S-300 strategy

FOREIGN MINISTERS Sergei Lavrov (C) of Russia, Walid al-Muallem (L) of Syria and Mohammad Javad Zarif of Iran attend a news conference in Moscow in April. (photo credit: REUTERS)
FOREIGN MINISTERS Sergei Lavrov (C) of Russia, Walid al-Muallem (L) of Syria and Mohammad Javad Zarif of Iran attend a news conference in Moscow in April.
(photo credit: REUTERS)
Russia claimed on October 2 that it had completed delivery of the S-300 surface-to-air missile defense system to Syria. The delivery came after Syrians shot down a Russian IL-20 reconnaissance aircraft last month during Israeli air strikes on Syria’s Latakia region. Russian Defense Minister Sergei Shoigu has indicated that although the system will improve Syria’s defenses, it will also take time to train the Syrians to use the system.
This is of importance since Syrian air defense failures led to the killing of the fifteen Russians. If their defense had worked properly it would not have downed the plane of its own ally, even during the tense and confusing period after air strikes by another country.

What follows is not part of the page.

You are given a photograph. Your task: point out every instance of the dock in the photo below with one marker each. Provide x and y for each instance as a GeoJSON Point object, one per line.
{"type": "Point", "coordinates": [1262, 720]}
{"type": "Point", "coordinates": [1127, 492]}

The US views the deployment of the S-300 as adding fuel to the fire in Syria. State Department Spokeswoman Heather Nauert said on Tuesday that if reports of the missile delivery were correct, it was a “serious escalation.” This is because the S-300 is part of a wider Russian regional strategy in Syria and will bolster the war-torn country’s defenses, which might potentially threaten US and coalition aircraft operating in eastern Syria. The US is still engaged in a war against the remnants of ISIS, and Washington has indicated that American troops will remain in eastern Syria.
The deployment of the S-300 also comes amid heightened tensions in the region. Prime Minister Benjamin Netanyahu spoke to Russian President Vladimir Putin about the S-300 delivery prior to flying to New York for the United National General Assembly meeting last week.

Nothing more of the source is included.